Dear Telnexus Customer:
I am writing to personally apologize to you for the Telnexus system outage last week. Please allow me to explain what happened and let you know what we are doing to prevent it in the future.
On the morning of Thursday, March 13 our hosting partner experienced an “upstream outage” that prevented our telephone switch from receiving calls, and prevented most of your phones from making outbound calls. The outage was partial, where most web traffic was still moving but voice and video traffic was blocked. The partial nature of the outage made discovering and rectifying the broken part of the network harder than usual.
Our first emergency procedure was to contact every customer by voice and forward customer numbers to designated cell phones. Next, we needed to get a backup switch online and connected to your system. We already had a backup switch online in a cloud-based public network, but we needed to move several accounts and settings to that switch on an emergency basis. By 12:30pm on March 13 we had moved most of the impacted customers to our new switch. Two customers on who were a separate server at our hosting partner remained down until around 5:30pm.
Overnight our engineers worked to secure our new network, and we continued to move all of our customers over to other servers. On the morning of Friday, March 14 some customers experienced a repeat of Thursday’s issues where inbound calls were not being routed to your PBX system. We believe that this outage was due to lingering configurations and other issues that were induced by the move to a new switch. Two customers whose server was hosted at our partner continued to have problems until near the end of the day on Friday. As of noon today, March 17, we believe that all services have been restored.
Obviously, this is completely unacceptable and we assume full responsibility for providing you reliable, uninterrupted telephone service. Bottom line, the outage was an infrastructure issue that we can correct. Telnexus is a growing company, but fortunately we have the resources to take some steps to beef up our infrastructure and get ahead the problems that typically impact companies like Telnexus.
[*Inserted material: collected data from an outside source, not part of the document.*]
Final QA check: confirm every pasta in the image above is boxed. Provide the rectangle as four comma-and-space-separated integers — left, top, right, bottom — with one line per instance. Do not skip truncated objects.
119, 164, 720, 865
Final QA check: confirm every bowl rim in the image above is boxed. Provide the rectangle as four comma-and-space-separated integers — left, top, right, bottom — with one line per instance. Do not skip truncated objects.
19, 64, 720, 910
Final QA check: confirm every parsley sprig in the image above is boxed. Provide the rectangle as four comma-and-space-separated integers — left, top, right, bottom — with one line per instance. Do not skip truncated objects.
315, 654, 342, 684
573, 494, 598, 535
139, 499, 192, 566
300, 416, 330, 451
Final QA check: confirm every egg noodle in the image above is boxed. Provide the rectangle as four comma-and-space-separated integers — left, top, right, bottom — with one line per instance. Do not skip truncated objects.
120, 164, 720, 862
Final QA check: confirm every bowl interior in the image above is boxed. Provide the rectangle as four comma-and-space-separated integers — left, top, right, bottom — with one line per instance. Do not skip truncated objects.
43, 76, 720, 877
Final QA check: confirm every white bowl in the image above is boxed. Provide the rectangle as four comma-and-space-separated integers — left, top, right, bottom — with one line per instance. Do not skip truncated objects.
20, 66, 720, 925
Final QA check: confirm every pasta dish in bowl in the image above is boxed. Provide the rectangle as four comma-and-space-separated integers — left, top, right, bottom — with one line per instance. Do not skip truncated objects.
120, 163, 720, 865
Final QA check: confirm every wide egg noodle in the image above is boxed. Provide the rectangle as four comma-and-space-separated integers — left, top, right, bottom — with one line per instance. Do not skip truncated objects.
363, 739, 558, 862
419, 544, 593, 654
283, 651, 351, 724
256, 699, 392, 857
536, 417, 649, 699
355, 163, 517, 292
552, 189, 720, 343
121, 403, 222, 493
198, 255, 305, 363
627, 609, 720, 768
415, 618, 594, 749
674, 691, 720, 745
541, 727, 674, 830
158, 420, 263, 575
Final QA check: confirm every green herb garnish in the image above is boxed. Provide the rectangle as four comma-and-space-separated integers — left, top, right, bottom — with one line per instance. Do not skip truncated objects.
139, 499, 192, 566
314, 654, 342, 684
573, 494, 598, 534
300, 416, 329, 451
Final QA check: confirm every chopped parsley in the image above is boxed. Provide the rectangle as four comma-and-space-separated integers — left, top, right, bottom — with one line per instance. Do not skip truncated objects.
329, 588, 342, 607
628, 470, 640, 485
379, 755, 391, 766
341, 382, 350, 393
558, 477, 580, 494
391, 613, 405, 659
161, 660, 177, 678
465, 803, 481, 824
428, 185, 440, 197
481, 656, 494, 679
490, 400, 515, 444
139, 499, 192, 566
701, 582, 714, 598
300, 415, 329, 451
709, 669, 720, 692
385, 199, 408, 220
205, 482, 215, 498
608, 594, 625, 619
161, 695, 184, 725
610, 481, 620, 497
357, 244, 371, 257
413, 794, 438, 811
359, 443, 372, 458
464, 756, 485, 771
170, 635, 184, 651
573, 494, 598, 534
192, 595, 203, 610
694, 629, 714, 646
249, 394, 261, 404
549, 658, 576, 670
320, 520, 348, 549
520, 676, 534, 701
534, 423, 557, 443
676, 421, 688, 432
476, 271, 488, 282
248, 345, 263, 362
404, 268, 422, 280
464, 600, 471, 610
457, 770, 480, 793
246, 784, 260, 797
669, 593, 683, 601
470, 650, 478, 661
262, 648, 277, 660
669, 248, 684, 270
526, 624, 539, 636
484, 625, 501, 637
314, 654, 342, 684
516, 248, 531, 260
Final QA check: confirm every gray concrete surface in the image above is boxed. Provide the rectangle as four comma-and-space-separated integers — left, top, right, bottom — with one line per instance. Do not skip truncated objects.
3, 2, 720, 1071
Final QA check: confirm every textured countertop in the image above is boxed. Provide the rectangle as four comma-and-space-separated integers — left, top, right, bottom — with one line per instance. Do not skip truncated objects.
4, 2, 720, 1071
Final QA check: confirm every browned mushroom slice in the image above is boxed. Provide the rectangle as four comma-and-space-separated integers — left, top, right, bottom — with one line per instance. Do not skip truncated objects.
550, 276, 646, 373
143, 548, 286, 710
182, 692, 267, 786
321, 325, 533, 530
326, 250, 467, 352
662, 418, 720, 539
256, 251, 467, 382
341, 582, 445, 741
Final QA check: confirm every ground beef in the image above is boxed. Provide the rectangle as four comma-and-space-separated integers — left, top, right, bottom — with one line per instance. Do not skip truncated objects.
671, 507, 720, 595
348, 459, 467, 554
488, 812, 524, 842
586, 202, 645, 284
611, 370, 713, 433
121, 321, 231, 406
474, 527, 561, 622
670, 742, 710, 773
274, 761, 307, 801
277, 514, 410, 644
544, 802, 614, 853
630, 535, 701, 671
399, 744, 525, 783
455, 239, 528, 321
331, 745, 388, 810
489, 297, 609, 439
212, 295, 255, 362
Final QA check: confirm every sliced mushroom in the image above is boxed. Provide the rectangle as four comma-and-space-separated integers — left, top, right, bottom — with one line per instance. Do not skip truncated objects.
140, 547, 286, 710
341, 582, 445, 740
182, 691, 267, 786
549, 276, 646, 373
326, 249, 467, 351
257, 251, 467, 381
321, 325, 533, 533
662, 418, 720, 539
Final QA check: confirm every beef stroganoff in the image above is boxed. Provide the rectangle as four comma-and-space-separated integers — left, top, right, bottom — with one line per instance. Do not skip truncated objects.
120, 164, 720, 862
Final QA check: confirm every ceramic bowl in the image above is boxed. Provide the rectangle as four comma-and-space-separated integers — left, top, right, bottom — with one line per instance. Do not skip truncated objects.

We are moving out of our current hosting provider to a new, high-end facility in downtown Oakland. This will be our new primary Network Operations Center (NOC) and we will have full control over all of the hardware components at the Oakland facility. This new facility is certified by the credit card industry association as worthy of guarding your credit card and payment information. That is needed since we will start accepting electronic payments soon.
We are also spreading our network out beyond the Bay Area. Our current cloud-based backup system is in Chicago, and we are planning on duplicating the Telnexus-owned hardware setup in Northern Virginia and another Western United States location. Once these new facilities are online we will have automatic “failover” to keep you up and running even after a regional disaster here in the Bay Area.
We know that you count on Telnexus to run your business. For several hours last week we failed you, and I am sincerely sorry that happened to you and Telnexus. We have an industry-standard plan to address this failure, and this incident will accelerate our already-existing plans to make that happen. We are also doing some things I didn’t detail here to increase the security of our network too.
You should also know I just hired a new key person here at Telnexus. Greg Merriweather is our new Senior Telecom Engineer. He comes to us from Yahoo!, where he was responsible for keeping 17,000 phones online. Greg was in the process of hardening our infrastructure when this incident happened, so thankfully we had the people and resources to get our backup systems running.
If you have any concerns about your service or my response to this incident, you may call me at any time to discuss. I will do my best to make sure you are pleased with our response.